Foirades/Fizzles got a lot of attention immediately, and its origin story has been retold over the years, its anecdotes mined for insights. [This discussion in 2025 in Gagosian Quarterly is good, if a bit hype.] There was a whole book and show about it, before my time. I somehow missed how different it is from a traditional artist-illustrated edition of a text.

jasper johns 1972 untitled painting in four parts has two panels at the center with red and black flagstone shapes in or on a field of white flagstone tracery. on the far left panel a cross hatch pattern roughly the same scale as the flagstones in orange, green, and purple. on the far right, a cast assemblage of boards and body parts affixed to a tan background. this painting is in the collection of the museum ludwig now in cologne
Jasper Johns, Untitled, 1972. Oil, encaustic, and collage on canvas with objects (four panels), 72 × 192 1/4 in. (182.9 × 488.3 cm) overall.
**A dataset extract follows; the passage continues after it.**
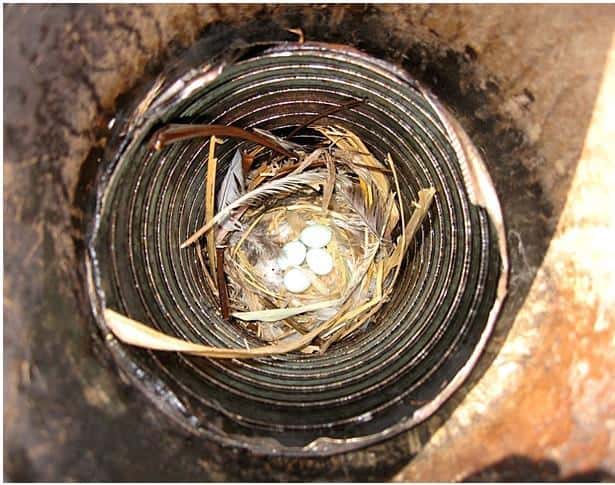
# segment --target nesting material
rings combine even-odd
[[[186,343],[189,350],[186,345],[177,350],[240,358],[317,344],[325,352],[368,325],[390,298],[435,191],[419,191],[409,210],[408,202],[399,198],[392,158],[377,160],[359,137],[341,126],[315,127],[322,135],[317,147],[304,147],[265,130],[226,128],[232,130],[194,125],[192,132],[218,136],[228,132],[256,146],[249,152],[237,151],[219,192],[206,194],[204,225],[181,247],[206,236],[202,259],[208,264],[202,265],[203,271],[209,268],[214,273],[215,268],[217,285],[225,287],[216,288],[211,275],[205,274],[204,281],[212,295],[220,295],[223,312],[230,312],[236,324],[264,346],[238,350]],[[174,137],[185,139],[185,126],[175,130],[179,131],[165,129],[164,139],[159,135],[154,146],[172,143]],[[215,142],[212,138],[210,163],[215,163]],[[207,191],[213,186],[208,182]],[[218,207],[212,215],[213,200]],[[157,348],[151,346],[152,339],[160,332],[145,332],[138,322],[107,314],[114,318],[111,327],[116,335],[130,336],[129,343],[135,345],[142,336],[147,343],[142,346]],[[161,348],[169,350],[170,337],[159,338],[164,340]]]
Museum Ludwig, Cologne, via The Brooklyn Rail’s conversation around the 2021-22 Johns retrospectives

Johns asked Beckett for unpublished texts to work with; Beckett’s response was to translate texts he’d originally written in French, only some of which had been published. Johns’s prints used elements of what he considered his most successful painting to date, Untitled (1972), part of his now-recognized process of continuing to explore elements from paintings in other mediums. And he worked with Picasso’s printer, who opened up an etching world to him. The result is its own entirely separate, integrated thing, inextricable from his entire practice.
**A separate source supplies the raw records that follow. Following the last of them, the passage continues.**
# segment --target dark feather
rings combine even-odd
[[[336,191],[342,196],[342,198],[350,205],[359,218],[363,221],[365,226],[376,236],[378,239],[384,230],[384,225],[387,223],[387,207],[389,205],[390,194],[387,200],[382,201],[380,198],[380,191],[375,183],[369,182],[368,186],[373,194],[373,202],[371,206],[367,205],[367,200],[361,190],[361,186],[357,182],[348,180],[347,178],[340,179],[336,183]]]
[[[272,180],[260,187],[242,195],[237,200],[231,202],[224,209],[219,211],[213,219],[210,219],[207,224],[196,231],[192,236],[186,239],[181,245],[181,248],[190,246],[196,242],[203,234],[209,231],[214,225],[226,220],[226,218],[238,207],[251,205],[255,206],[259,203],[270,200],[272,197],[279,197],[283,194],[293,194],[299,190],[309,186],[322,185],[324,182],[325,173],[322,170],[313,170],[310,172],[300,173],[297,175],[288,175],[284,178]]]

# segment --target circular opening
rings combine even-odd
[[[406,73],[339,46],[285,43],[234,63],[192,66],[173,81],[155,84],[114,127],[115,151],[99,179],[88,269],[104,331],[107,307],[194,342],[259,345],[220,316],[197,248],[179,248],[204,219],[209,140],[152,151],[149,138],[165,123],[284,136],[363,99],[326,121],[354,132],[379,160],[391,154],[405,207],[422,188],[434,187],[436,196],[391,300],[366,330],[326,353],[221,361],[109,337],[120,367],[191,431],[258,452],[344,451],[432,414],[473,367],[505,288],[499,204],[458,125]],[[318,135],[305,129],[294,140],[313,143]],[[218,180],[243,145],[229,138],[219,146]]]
an open spread from jasper johns and samuel beckett's book foirades-fizzles, with the outline shape of a torso unpainted/unprinted, and the stenciled word torso underneath, and a spraypainted splatter and drip spot that covers it all, except the whole thing is an etching. some beckett text on the facing page. this copy from moma shows how oil from the thickly printed ink was absorbed like a ghostly monotype into the facing page.
Jasper Johns, Torso from Foirades/Fizzles, Folio 17, aquatint with so much ink it made that ghost print on the facing page of MoMA’s copy

Ironically, Foirades/Fizzles‘ distinctiveness comes in spite of Johns using a classic orange/purple/green crosshatch print that appears in the endpapers and box lining for at least two other book covers: a screenprint on a 1977 Brooke Alexander catalogue, and a lithograph dustjacket on the 1977 Whitney exhibition catalogue. So maybe I can cut myself a little slack if I’d mostly seen it in artist book auctions looking familiar, and routine, when it was exactly the opposite.

this example of jasper johns and samuel beckett's artist book sold at sothebys in 2021. the grey fabric box is standing open behind it, with a purple tassel pull that matches the orange, green, and purple cross hatch lithograph lining the two faces of the box. the book is open, with impossibly sexy and tactile edges of handmade paper, to a two-page spread print by johns, with a crosshatch design on the left and a flagstone motif on the right. but this is here really for the paper
ed 44/250 of Johns/Beckett’s Foirades/Fizzles, 1976, sold at Sotheby’s in 2021

And as the photo of an edition sold at Sotheby’s indicates, this book is a deliriously sexy object. It is the paper. A raw sheaf of gorgeous paper with an image surprise on every leaf. And I somehow missed until this weekend that the paper for Foirades/Fizzles, from Moulin Richard de Bas, is watermarked with Beckett’s initials and Johns’s signature. Twenty years before Yvon Lambert had Twombly’s handwriting turned into a watermark—for an On Kawara artist book, which is weirder the longer I think about it—Jasper Johns had paper made with his own signature—AND Samuel Beckett’s. I thought I appreciated Johns’s paper game, and I did not.